Geopolitical shifts and mounting great-power rivalries are also straining global cooperative efforts, thus increasing tensions between Washington and Beijing. This too is endangering multilateralism, and not solely in the economic sphere. On the other hand, mounting tensions between the United States and Russia risk inflicting long term damage on arms control and the global non-proliferation regime.
To effectively uphold a system of multilateral cooperation, the system’s biggest players must agree on the basic principles of cooperation. This represents an opportunity for the European Union to finally become a partner on equal footing with the United States, China, and Russia. This is for its own benefit, and for the world as a whole. The opportunity is there. What is missing, though, is more power and the ability to speak with one voice. This way, the United States will feel less inclined to choose unilateral action.
In order to make this possible, it must start within the Western alliance: we must recognize the operational mechanisms the Transatlantic community has in place and work on those needing fortification. This means the EU must build its own armed forces and NATO must undergo a serious transformation to be able to accept a “joint venture” approach in terms of its military capacity. Being on equal footing in this regard, the Transatlantic alliance will function better and be fully prepared to address an increasingly challenging geopolitical environment.
To sum it all up: the more European partners see themselves in a leadership role, the more inclined the United States will be to see multilateral action as the most viable solution and most effective tool to achieving its end goals.
In addition, drawing from the lessons from COVID-19 means avoiding divisive behavior, which has been compounded by the lack of clear communication. This is especially relevant in communications between the WHO and UN member states. Communication is the most important tool in international crises, and communicative multilateralism must be at the core of all response strategies.

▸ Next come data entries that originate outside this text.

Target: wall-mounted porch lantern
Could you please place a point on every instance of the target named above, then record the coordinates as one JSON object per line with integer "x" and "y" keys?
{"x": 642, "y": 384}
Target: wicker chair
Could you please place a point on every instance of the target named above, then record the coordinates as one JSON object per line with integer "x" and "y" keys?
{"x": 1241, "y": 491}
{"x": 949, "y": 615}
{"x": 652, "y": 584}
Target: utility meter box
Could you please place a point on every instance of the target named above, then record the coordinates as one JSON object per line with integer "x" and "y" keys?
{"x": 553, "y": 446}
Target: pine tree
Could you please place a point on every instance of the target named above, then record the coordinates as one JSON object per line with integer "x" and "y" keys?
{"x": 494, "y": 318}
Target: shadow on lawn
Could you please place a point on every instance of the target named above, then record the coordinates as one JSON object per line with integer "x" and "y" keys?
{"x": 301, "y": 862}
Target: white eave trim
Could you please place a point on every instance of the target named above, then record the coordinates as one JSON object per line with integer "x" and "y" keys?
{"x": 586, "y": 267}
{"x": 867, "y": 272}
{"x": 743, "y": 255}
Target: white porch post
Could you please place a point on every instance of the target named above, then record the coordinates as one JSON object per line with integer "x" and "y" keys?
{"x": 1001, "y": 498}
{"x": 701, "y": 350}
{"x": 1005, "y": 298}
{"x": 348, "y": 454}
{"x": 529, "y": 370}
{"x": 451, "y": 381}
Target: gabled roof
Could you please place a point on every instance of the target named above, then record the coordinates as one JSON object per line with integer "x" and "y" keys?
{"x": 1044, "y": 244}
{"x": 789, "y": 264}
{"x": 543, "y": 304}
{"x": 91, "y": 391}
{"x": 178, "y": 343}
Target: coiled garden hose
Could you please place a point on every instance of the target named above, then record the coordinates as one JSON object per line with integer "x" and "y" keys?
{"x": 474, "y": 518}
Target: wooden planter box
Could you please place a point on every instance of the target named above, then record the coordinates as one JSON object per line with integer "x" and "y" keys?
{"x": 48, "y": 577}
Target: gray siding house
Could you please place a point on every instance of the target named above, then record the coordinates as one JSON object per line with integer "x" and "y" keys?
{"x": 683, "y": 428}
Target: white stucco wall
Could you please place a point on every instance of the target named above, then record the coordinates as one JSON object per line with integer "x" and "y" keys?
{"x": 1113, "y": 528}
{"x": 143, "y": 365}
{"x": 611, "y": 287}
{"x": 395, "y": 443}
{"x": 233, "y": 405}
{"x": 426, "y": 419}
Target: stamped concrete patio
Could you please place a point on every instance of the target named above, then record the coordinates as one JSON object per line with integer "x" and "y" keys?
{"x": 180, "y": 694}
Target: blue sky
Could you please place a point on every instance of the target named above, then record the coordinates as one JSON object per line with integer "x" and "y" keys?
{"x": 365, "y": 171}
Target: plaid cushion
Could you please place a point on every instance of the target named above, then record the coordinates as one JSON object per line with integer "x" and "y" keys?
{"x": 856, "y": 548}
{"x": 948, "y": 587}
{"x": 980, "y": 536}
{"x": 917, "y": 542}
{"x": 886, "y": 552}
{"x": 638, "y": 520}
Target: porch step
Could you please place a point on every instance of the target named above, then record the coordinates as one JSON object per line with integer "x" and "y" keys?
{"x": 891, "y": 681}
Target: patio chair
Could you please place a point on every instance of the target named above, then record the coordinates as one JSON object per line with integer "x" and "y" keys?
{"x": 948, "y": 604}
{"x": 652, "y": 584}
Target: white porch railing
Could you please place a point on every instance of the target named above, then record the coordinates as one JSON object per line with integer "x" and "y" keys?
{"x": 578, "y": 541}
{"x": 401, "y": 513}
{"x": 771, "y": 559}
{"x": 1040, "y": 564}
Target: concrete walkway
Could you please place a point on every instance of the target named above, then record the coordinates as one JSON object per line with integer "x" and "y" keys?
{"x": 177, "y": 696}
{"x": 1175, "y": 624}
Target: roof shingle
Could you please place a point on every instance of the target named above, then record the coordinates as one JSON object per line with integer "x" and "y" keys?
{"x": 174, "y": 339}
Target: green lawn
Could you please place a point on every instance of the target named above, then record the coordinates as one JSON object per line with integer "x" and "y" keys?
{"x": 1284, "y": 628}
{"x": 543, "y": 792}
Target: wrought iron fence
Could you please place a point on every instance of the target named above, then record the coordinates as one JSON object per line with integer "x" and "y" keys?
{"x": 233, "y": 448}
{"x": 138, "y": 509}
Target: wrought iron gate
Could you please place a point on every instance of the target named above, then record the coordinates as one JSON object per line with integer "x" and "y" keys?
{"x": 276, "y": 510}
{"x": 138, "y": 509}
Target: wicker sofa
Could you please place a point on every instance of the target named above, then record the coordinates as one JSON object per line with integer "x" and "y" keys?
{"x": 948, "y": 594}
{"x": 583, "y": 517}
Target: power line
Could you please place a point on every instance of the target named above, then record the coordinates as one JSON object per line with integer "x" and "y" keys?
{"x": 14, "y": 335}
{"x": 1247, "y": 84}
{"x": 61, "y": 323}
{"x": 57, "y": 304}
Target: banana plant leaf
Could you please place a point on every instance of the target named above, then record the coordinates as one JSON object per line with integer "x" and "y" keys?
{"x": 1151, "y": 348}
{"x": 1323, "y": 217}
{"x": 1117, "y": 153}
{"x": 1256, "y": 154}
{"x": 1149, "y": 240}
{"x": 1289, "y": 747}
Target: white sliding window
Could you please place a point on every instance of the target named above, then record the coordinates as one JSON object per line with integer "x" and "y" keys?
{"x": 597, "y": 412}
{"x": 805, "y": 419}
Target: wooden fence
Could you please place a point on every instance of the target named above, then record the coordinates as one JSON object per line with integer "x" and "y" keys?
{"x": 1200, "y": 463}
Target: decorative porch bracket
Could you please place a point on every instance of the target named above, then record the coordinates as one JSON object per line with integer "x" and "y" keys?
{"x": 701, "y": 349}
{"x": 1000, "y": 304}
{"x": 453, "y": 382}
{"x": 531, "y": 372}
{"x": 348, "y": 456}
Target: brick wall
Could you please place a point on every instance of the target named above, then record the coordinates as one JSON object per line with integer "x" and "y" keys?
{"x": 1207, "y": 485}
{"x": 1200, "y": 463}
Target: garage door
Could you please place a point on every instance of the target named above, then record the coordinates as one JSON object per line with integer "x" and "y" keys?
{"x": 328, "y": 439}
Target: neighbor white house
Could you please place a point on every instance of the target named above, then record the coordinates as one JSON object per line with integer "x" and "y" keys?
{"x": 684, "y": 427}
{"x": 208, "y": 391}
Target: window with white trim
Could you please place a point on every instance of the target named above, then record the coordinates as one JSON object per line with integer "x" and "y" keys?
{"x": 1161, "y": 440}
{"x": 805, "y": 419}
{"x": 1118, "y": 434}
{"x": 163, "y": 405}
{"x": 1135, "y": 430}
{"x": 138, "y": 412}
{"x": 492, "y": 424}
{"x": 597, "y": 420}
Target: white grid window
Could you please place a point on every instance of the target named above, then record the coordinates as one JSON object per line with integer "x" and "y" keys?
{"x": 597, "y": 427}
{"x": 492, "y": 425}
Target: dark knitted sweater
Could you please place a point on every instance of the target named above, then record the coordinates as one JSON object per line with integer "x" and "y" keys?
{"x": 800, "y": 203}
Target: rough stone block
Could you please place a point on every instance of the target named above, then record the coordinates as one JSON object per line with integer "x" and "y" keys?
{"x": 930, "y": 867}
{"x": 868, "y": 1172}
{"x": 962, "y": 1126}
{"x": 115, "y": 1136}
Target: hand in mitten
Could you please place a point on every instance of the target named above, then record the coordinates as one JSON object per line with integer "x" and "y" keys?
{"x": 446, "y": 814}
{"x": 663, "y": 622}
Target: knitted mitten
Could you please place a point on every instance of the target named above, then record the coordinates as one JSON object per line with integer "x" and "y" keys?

The UN would be well-advised to lead, and to stand at the forefront of this effort. World leaders must step back from knee-jerk reactions and instead come together in order to pursue forms of international cooperation based on the needs of the globalized, digital era. This should take the form of communicative multilateralism.
Autumn 2020 marked the seventy-fifth anniversary of the founding of the United Nations. It represented a unique opportunity of evaluating its results, failures, and contemporary position. As for the United States—a co-founder of the UN and one of its leading members—we should reflect on their role then and now. As one of the major architects of this system, America cannot afford to ignore its corrosion. On the contrary, the United States should once again step into the breach and play a leading role. It should take into account the completely changed historic circumstances as well as the timeless and universal values of the UN, which aim to preserve global peace and security.